When I was growing up, every Thanksgiving weekend, my grandfather took the whole family—two sets of aunts and uncles, my parents, my brother, and me—to Carmel-by-the-Sea.
We stayed in the same old rambling hotel with the Mexican-tiled grand staircase and the upstairs hall carpeted in a pattern of cabbage roses perfect for playing hopscotch. We had the same rooms: my grandfather on the ground floor, in a room opening onto a patio adjacent to one aunt and uncle’s room; my brother and I upstairs next to our parents, with a shared bathroom in between and radiators that knocked during the night. The other uncle and aunt had a large corner room, with a view over the hotel lawn out to the Pacific.
We drove down Thursday morning in time for lunch from the Mediterranean Market, a place that fascinated me with its olives packed in oil in huge glass jars, its garlic strung from the ceiling, and the curtain of beads covering its entrance. We ate marinated mushrooms and salami spread out on blankets at the public beach, where the fine white sand squeaked under our feet.
Cocktails—plenty of cocktails—always took place in Lloyd and Alberta’s corner room. There was always a communal walk into town, to browse Ocean Avenue shops (my favorite: Thinker Toys and Rexall Drugs, with its old-fashioned glass vitrines and tall, wooden shelves reached only by ladder).
And, without fail, the obligatory after-dinner “constitutional” from the hotel down to the river and back, all nine of us walking abreast along dark San Carlos Avenue, as my uncle taught me, starting with the left foot, First they hired me, then they fired me, then by golly, I left. Left. Left, right, left.
There was never any traffic or street lighting, and the pine trees grew tall and gnarled from the wind and fog. Little cottagey houses—for which Carmel became famous, and then infamous, charm giving way to Thomas Kinkade-like kitsch—lined the road. Instead of street numbers, they had names. Hide-Away. Dahls’ House. Sea Breeze.
While other holidays—namely Christmas dinner—were often fraught with tension over Nixon and my cousin’s hair length and cigarette smoking, Thanksgiving seemed apart. True, there were no gifts, but that was part of why it worked so well—fewer expectations; less stuff.

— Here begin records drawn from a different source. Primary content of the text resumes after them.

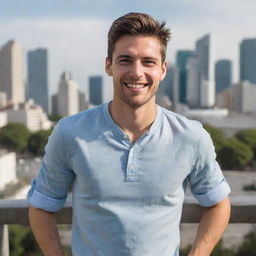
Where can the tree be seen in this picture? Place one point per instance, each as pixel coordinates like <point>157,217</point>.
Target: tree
<point>14,136</point>
<point>37,142</point>
<point>235,154</point>
<point>248,136</point>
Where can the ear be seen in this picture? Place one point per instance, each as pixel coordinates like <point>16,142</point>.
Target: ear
<point>108,66</point>
<point>164,68</point>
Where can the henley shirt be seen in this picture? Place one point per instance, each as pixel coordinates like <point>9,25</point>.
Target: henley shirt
<point>127,198</point>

Getting away provided more breathing room. That was the gift—thanks to my grandfather. I come from an opinionated, weepy, hard-drinking clan, and staying in a hotel in Carmel diffused the tension. My brother and I could run around the halls without being told not to touch our fussy uncle’s things, and I could explore the mysterious lobby ladies’ room with its flocked wallpaper and old-fashioned pull cord toilet.
My father could go out and stretch his legs when the togetherness grew oppressive; and at Thanksgiving dinner, we had a menu. The hotel served the traditional meal, of course, but they also offered lamb chops and hot-fudge sundaes, options that increased the sense of opportunity, of spontaneity, of fun. I loved knowing that all across the country, families were digging into turkey and pies while my father and I cut into lamb chops and grinned at each other over hot fudge.

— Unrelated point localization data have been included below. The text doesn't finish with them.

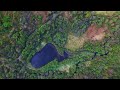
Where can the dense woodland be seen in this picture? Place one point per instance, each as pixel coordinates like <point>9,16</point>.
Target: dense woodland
<point>24,33</point>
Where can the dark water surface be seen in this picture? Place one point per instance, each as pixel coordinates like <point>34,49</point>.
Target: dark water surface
<point>47,54</point>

In the late 1970s, the Carmel trips stopped. The Thanksgivings since blur: more turkey; no more hot fudge. I moved to New York; my parents moved to the South; my aunt and uncle started renting their own cottage in Carmel. My grandfather died in 1981; my brother in 1994; my parents, aunts, and uncles all gone now too.
My cousin remembers Thanksgivings in Carmel—we talked about them just yesterday—but he’s thirteen years older and our details differ. He recalls Bingo games and my grandmother, who died when I was two, having a separate room from my grandfather.

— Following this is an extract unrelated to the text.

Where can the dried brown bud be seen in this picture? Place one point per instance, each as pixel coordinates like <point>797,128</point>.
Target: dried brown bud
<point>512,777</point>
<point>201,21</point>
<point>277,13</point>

The notion of family around the table has enlarged, now including friends or being a guest at someone else’s table in Michigan or Connecticut or, one year, Poitiers, France.
I suppose Thanksgiving will always mean hopscotching on cabbage roses and learning Marine Corps marches. It’s easy to memorialize the past—to fetishize it. Years of loss will do that to you.
Life and love, though, have a way of pulling us forward. This year, I’ll be part of a family again. Thirteen of us, gathered around C’s mother’s table, in the house where he and his brother and sisters grew up. It’ll be all new for me, but oh-so-familiar for them. I’m bringing Brussels sprouts – his mother and I have agreed to refer to them as “greens,” to ward off any bias – and I’ll disguise my dislike of sweet potatoes, his Mom’s signature dish.
His family’s an opinionated crowd, too, so I imagine I’ll feel at home, though it won’t be Carmel. I’ll have a moment where I recall the past, and then I’ll turn to whoever is seated next to me, and bring myself into the present, where joy and sorrow and gratitude and memory mix together as one.